Notifications You must be signed in to change notification settings

TahniaN/neuroHarmonize

 
 

Repository files navigation

neuroHarmonize

Harmonization tools for multi-site neuroimaging analysis. Part of the work reported in our paper with data from the ISTAGING consoritum [1].

contact: raymond (dot) pomponio (at) outlook (dot) com

Overview

This package extends the functionality of the package developed by Nick Cullen [2], neuroCombat.

Cullen's package, neuroCombat, allows the user to perform a harmonization procedure using the ComBat [3] algorithm for correcting multi-site data.

This package, neuroHarmonize, provides similar functionality, with additional features:

  1. Support for working with NIFTI images. Implemented with the nibabel package.
  2. Separate train/test datasets.
  3. Specify covariates with generic nonlinear effects. Implemented using Generalized Additive Models (GAMs) from the statsmodels package.
  4. Skip the empirical Bayes (EB) step of ComBat, if desired.

Installation

Latest version: 2.2.x (May 2022)

Requirements:

  • git >= 2.17.2
  • python >= 3.6.8

To make installation easier, neuroCombat is not a formal dependency for this package, but the source code is included to call neuroCombat functions.

Option 1: Install from PyPI (Stable Version)

>>> pip install neuroHarmonize

Option 2: Install from GitHub (Development Version)

>>> pip install git+https://github.com/rpomponio/neuroHarmonize

Quick Start

Please note: the ComBat [3] algorithm corrects for site effects but intentionally preserves covariate effects.
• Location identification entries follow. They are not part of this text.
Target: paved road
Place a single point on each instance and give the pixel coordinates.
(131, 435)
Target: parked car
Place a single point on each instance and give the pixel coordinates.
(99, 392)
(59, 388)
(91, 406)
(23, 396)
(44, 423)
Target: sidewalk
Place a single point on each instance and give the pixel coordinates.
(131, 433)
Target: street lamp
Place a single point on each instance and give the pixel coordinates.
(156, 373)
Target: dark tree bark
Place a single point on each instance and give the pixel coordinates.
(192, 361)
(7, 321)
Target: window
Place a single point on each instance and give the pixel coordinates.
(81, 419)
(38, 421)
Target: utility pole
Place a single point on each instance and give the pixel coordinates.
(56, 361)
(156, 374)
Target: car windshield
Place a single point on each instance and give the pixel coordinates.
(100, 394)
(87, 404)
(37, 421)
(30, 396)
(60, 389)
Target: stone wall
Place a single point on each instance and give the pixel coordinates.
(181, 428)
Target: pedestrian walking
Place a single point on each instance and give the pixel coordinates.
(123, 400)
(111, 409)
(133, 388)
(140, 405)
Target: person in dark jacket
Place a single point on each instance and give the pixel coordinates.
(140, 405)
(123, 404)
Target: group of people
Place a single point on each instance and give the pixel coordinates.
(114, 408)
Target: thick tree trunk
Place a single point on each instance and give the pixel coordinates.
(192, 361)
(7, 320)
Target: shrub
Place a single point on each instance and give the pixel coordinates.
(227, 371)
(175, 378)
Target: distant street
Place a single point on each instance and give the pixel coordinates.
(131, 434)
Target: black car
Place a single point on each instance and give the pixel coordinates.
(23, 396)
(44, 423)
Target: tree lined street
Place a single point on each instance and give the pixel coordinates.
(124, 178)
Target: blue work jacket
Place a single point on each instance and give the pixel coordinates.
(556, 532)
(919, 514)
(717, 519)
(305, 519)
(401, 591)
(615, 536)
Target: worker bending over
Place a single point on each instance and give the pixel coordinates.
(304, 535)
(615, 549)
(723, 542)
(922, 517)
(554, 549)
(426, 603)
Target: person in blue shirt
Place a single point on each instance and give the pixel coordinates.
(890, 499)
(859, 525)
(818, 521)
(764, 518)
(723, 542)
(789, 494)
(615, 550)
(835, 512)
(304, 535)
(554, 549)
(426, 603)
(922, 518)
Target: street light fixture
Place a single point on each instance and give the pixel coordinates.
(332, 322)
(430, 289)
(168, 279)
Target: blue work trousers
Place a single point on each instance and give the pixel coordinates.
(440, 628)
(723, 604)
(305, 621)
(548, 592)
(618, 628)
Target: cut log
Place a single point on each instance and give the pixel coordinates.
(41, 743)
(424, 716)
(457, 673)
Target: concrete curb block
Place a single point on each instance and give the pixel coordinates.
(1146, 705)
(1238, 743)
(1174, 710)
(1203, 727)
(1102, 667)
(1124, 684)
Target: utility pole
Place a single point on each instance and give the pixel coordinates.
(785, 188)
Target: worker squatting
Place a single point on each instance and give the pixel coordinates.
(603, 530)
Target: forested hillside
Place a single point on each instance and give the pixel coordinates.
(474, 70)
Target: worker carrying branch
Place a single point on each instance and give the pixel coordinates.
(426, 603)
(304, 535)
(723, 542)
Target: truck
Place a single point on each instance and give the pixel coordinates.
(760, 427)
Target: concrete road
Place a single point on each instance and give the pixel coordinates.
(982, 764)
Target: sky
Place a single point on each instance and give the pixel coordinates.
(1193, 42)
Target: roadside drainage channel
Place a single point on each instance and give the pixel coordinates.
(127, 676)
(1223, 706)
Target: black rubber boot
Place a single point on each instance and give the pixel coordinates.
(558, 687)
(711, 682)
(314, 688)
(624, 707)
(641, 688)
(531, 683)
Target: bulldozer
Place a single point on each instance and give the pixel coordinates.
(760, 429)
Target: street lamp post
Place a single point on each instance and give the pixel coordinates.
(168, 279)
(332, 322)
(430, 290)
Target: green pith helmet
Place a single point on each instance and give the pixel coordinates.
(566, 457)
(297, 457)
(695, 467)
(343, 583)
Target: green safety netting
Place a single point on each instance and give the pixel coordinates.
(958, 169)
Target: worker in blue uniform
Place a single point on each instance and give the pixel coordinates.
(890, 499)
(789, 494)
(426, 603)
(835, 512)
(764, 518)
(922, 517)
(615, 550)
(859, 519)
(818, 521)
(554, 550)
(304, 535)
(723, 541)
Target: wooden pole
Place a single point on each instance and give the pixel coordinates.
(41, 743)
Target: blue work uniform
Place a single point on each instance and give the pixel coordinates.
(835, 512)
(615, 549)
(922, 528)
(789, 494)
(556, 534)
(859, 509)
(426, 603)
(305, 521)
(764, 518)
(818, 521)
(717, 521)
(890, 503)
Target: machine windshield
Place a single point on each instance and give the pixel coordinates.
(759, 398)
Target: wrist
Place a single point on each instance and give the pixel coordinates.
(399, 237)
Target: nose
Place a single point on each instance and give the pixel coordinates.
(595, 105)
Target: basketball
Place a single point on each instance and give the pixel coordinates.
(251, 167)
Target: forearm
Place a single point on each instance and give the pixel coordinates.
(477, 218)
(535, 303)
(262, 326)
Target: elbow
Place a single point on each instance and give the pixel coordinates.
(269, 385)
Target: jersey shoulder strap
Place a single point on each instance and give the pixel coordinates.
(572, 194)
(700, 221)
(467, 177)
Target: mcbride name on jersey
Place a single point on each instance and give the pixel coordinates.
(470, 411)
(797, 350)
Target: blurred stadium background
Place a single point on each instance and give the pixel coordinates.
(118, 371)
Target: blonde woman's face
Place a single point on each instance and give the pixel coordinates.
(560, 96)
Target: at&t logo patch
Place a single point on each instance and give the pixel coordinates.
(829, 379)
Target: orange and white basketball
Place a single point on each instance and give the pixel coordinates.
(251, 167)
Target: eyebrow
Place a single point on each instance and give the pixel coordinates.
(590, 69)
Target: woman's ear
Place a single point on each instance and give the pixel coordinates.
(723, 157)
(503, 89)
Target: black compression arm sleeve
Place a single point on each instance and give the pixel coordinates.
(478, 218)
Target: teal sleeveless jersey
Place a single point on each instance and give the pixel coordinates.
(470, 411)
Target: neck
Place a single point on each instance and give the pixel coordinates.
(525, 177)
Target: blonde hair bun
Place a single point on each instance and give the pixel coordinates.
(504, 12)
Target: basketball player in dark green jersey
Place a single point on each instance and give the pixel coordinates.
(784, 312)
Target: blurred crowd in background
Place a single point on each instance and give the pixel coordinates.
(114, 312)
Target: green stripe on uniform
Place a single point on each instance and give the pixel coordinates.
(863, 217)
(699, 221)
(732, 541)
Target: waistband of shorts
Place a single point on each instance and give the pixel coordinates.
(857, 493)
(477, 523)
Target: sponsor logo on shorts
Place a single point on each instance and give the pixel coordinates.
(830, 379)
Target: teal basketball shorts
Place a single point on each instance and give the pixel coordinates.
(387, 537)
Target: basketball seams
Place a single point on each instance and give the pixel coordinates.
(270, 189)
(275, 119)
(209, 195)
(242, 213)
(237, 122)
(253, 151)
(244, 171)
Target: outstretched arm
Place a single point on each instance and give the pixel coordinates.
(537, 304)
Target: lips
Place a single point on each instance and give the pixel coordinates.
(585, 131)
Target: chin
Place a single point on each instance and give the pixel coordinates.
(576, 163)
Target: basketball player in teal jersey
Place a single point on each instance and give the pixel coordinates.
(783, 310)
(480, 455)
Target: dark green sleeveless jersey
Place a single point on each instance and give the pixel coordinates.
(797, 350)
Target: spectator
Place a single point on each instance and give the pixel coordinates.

If you wish to remove covariate effects as well you can use the argument return_s_data.

You must provide a data matrix which is a numpy.array containing the features to be harmonized. For example, an array of brain volumes:

array([[3138.0, 3164.2,  ..., 206.4],
       [1708.4, 2351.2,  ..., 364.0],
       ...,
       [1119.6, 1071.6,  ..., 326.6]])

The dimensionality of this matrix must be: N_samples x N_features

You must also provide a covariate matrix which is a pandas.DataFrame containing all covariates to control for during harmonization. All covariates must be encoded numerically (you must handle categorical covariates in a pre-processing step, see pandas.get_dummies). The DataFrame must also contain a single column called "SITE" with labels that identify sites (the labels in "SITE" need not be numeric).

     SITE   AGE  SEX_M
0  SITE_A  76.5      1
1  SITE_B  80.1      1
2  SITE_A  82.9      0
...   ...   ...    ...
9  SITE_B  82.1      0

The dimensionality of this dataframe must be: N_samples x N_Covariates

The order of samples must be identical in the covariate_matrix and the data_matrix.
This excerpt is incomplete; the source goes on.